Study of adsorbed gas films by electron diffraction
作者:
L.H. Germer,
E.J. Scheibner,
C.D. Hartman,
期刊:
Philosophical Magazine
(Taylor Available online 1960)
卷期:
Volume 5,
issue 51
页码: 222-236
ISSN:0031-8086
年代: 1960
DOI:10.1080/14786436008235838
出版商: Taylor & Francis Group
数据来源: Taylor
摘要:
Diffraction patterns of low energy electrons produced by a (111) face of a crystal of nickel have been accelerated sufficiently to show on a fluorescent screen, where they can be photographed. Various gases at low controlled pressures have been admitted to a clean surface, and the arrangements of atoms or molecules upon the surface deduced from their diffraction patterns. Molecules of CO are adsorbed at low pressures as monolayers. They form a single two-dimensional crystal having a spacing between molecules double that between surface nickel atoms; these molecules are completely removed from the surface by heating to 175°c.
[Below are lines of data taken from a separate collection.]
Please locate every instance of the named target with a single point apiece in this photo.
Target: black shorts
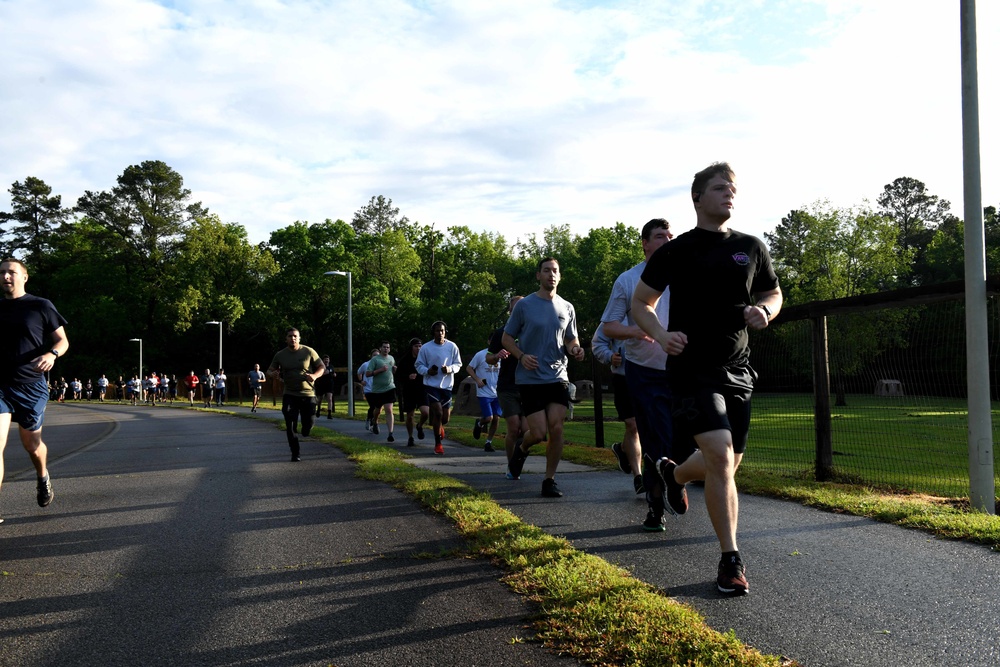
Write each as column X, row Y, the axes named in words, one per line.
column 710, row 400
column 623, row 397
column 382, row 398
column 537, row 397
column 412, row 398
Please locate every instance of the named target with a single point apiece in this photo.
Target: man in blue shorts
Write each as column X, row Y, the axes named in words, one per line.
column 438, row 361
column 32, row 337
column 721, row 283
column 541, row 335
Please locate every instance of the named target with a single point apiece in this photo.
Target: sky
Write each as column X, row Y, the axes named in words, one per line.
column 502, row 116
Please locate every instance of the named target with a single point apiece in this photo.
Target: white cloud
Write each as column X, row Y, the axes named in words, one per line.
column 500, row 116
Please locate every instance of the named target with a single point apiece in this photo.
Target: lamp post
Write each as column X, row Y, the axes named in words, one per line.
column 138, row 340
column 220, row 342
column 350, row 342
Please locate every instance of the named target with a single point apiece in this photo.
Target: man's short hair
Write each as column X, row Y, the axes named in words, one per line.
column 702, row 178
column 655, row 223
column 542, row 261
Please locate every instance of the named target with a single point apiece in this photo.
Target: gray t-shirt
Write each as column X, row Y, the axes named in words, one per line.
column 542, row 327
column 619, row 309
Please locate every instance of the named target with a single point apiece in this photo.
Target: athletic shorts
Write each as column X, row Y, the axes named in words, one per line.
column 537, row 397
column 489, row 406
column 382, row 398
column 510, row 402
column 412, row 398
column 652, row 412
column 25, row 403
column 438, row 395
column 623, row 397
column 710, row 400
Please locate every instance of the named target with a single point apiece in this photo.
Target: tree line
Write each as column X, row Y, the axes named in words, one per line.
column 142, row 260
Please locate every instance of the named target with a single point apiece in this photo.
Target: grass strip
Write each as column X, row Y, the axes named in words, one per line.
column 589, row 609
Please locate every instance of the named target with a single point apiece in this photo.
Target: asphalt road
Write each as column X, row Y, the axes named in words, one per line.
column 179, row 537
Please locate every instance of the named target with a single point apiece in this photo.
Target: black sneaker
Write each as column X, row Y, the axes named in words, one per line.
column 732, row 576
column 653, row 523
column 516, row 464
column 45, row 492
column 623, row 463
column 676, row 493
column 639, row 486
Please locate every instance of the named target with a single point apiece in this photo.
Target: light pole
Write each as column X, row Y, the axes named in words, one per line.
column 138, row 340
column 219, row 367
column 350, row 342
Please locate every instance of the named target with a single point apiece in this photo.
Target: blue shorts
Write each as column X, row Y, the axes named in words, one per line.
column 25, row 403
column 488, row 407
column 438, row 395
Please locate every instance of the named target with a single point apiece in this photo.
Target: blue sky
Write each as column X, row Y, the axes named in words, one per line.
column 502, row 116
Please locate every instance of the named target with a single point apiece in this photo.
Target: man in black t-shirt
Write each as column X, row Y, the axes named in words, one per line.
column 32, row 337
column 721, row 283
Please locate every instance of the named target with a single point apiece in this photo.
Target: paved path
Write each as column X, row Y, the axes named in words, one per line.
column 180, row 537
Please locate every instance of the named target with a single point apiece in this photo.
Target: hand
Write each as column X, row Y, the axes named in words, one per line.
column 755, row 317
column 674, row 342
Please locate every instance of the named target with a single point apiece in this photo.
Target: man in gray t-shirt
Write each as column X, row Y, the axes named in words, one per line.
column 541, row 335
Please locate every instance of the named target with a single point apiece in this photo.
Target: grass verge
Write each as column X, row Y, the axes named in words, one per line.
column 588, row 608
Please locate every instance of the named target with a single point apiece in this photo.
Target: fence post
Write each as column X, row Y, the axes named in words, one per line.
column 821, row 389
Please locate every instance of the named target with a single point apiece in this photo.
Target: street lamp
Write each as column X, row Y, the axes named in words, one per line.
column 220, row 342
column 138, row 340
column 350, row 342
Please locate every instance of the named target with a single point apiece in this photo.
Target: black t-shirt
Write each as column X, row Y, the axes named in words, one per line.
column 26, row 326
column 711, row 276
column 508, row 366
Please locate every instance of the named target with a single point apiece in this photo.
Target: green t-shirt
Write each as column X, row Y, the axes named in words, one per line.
column 294, row 366
column 384, row 381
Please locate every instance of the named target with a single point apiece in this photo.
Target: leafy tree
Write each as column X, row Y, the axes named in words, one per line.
column 378, row 216
column 917, row 214
column 34, row 217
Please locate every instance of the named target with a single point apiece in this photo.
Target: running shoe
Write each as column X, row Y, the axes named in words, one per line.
column 676, row 493
column 550, row 489
column 45, row 492
column 732, row 576
column 623, row 463
column 653, row 523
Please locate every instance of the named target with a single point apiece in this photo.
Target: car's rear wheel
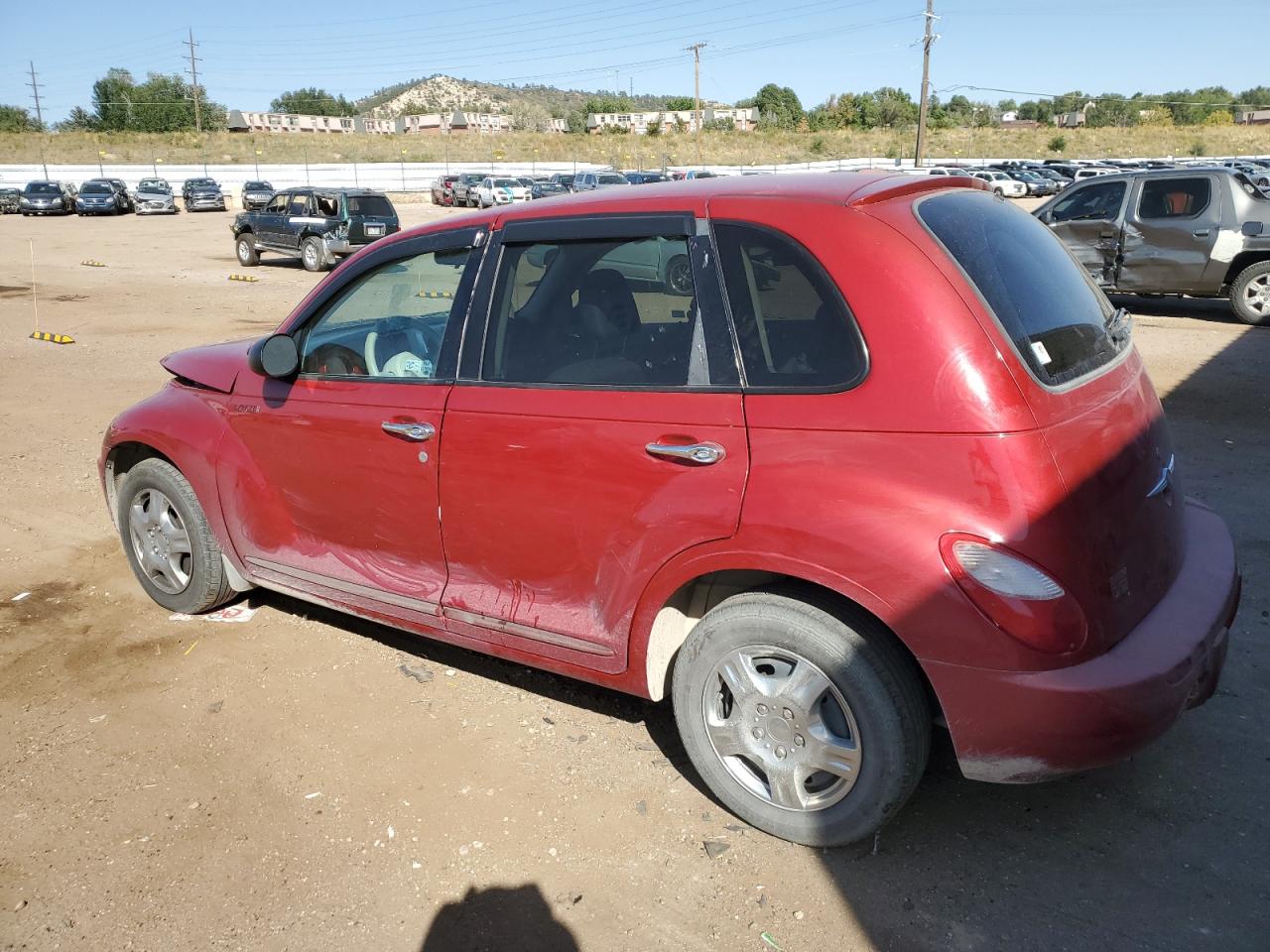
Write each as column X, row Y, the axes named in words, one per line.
column 169, row 546
column 246, row 253
column 1250, row 295
column 312, row 254
column 806, row 720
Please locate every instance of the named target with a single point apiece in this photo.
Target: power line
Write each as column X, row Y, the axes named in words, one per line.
column 928, row 42
column 193, row 76
column 35, row 94
column 40, row 116
column 697, row 90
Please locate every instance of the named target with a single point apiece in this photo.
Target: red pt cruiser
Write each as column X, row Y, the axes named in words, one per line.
column 824, row 460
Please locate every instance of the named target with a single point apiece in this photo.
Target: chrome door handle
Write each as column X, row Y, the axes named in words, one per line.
column 698, row 453
column 416, row 431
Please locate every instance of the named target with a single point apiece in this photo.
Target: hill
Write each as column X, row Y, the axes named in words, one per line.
column 444, row 93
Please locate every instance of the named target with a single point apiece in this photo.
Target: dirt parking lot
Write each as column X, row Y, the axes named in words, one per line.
column 307, row 780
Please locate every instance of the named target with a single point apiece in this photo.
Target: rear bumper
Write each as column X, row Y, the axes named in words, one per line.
column 1025, row 726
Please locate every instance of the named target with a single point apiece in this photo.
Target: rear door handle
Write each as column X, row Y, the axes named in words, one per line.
column 414, row 431
column 698, row 453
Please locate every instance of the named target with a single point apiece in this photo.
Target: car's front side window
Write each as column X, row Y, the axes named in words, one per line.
column 601, row 312
column 390, row 322
column 1095, row 202
column 1174, row 198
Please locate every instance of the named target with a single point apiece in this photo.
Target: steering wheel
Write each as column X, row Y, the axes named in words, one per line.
column 404, row 363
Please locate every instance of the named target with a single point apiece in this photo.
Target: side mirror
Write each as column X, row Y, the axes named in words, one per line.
column 276, row 357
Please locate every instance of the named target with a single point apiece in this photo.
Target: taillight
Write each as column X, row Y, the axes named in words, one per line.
column 1015, row 594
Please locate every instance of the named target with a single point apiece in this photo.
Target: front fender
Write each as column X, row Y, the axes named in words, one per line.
column 185, row 425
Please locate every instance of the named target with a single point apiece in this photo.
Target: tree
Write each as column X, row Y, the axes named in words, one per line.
column 313, row 102
column 779, row 107
column 163, row 103
column 79, row 121
column 14, row 118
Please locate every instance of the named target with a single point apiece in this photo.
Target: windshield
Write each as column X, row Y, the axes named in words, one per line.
column 376, row 206
column 1044, row 301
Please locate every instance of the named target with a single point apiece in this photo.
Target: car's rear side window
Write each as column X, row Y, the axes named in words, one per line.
column 793, row 324
column 617, row 312
column 1044, row 301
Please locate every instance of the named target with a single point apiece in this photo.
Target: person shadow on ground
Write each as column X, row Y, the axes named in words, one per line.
column 498, row 919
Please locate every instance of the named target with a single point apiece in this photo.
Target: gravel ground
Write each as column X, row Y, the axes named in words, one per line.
column 309, row 780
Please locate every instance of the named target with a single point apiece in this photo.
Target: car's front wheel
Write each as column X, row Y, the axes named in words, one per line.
column 312, row 254
column 246, row 253
column 679, row 276
column 1250, row 295
column 169, row 546
column 804, row 719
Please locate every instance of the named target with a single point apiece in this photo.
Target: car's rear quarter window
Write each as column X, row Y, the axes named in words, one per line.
column 1043, row 299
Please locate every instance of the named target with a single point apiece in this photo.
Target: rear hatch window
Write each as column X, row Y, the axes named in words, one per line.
column 1062, row 326
column 371, row 206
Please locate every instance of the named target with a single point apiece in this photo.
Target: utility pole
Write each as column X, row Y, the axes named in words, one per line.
column 193, row 76
column 928, row 42
column 697, row 84
column 40, row 114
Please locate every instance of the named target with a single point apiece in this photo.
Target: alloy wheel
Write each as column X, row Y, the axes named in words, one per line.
column 1256, row 295
column 781, row 729
column 160, row 540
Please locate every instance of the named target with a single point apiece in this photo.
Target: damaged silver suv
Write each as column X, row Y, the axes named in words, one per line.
column 1202, row 232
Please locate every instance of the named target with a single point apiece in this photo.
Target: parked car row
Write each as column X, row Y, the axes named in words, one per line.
column 475, row 189
column 105, row 195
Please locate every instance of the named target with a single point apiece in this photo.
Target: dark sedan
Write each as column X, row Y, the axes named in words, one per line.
column 200, row 194
column 48, row 198
column 545, row 189
column 98, row 197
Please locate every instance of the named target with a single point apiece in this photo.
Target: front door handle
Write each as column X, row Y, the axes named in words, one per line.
column 416, row 431
column 698, row 453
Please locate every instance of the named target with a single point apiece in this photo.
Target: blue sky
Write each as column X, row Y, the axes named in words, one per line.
column 816, row 46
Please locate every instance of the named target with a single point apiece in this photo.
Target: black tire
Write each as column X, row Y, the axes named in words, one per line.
column 207, row 584
column 1242, row 290
column 312, row 254
column 245, row 249
column 861, row 661
column 679, row 276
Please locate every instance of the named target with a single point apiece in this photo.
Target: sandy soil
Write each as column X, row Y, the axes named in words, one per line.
column 287, row 784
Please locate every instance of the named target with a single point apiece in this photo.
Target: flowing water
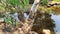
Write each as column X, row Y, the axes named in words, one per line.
column 56, row 18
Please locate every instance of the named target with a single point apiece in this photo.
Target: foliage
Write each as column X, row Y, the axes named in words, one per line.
column 8, row 5
column 45, row 2
column 10, row 19
column 57, row 0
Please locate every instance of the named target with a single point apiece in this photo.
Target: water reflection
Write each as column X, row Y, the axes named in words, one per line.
column 56, row 18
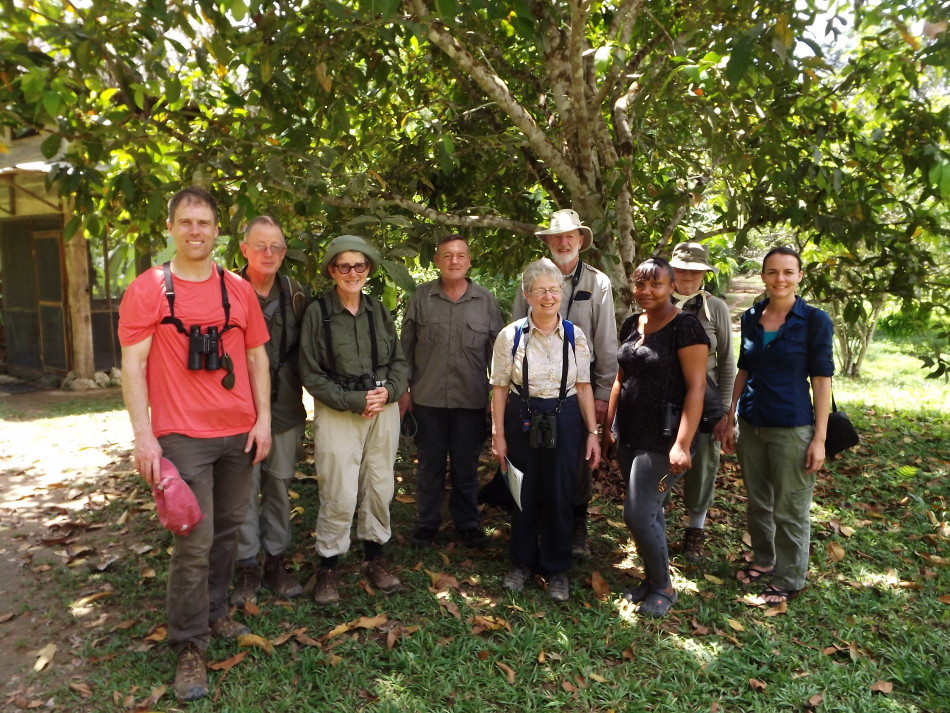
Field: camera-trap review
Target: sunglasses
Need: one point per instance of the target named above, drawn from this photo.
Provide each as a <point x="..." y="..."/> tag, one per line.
<point x="227" y="381"/>
<point x="359" y="268"/>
Experiments with nitrogen have produced a polycrystalline monolayer having the same structure as the CO crystal. (Because of low sticking probability adequate experiments to prove that the layer is really nitrogen are difficult and have not yet been satisfactorily completed. A new type of experimental equipment seems to be required which is now being constructed.) Crystal growth in this monolayer is induced by heating to 125°c; heating above 200°c results in transformation into one or the other of two polymorphic forms either of which is more stable than the original structure; heating to 300°c results in melting the monolayer without removing it, the crystalline structure returning upon cooling. Oxygen can be adsorbed in a layer several atoms or molecules thick; this shows no structure until annealed at 125°c after which the structure is that of the most complex of the polymorphic forms assigned to nitrogen; this complex structure is polycrystalline with very small individual crystals; its diffraction pattern is unchanged when the oxygen is reduced to a single monolayer by heating. No diffraction pattern has been obtained from hydrogen, although the presence of hydrogen is proved by rise in pressure when the crystal is subsequently heated.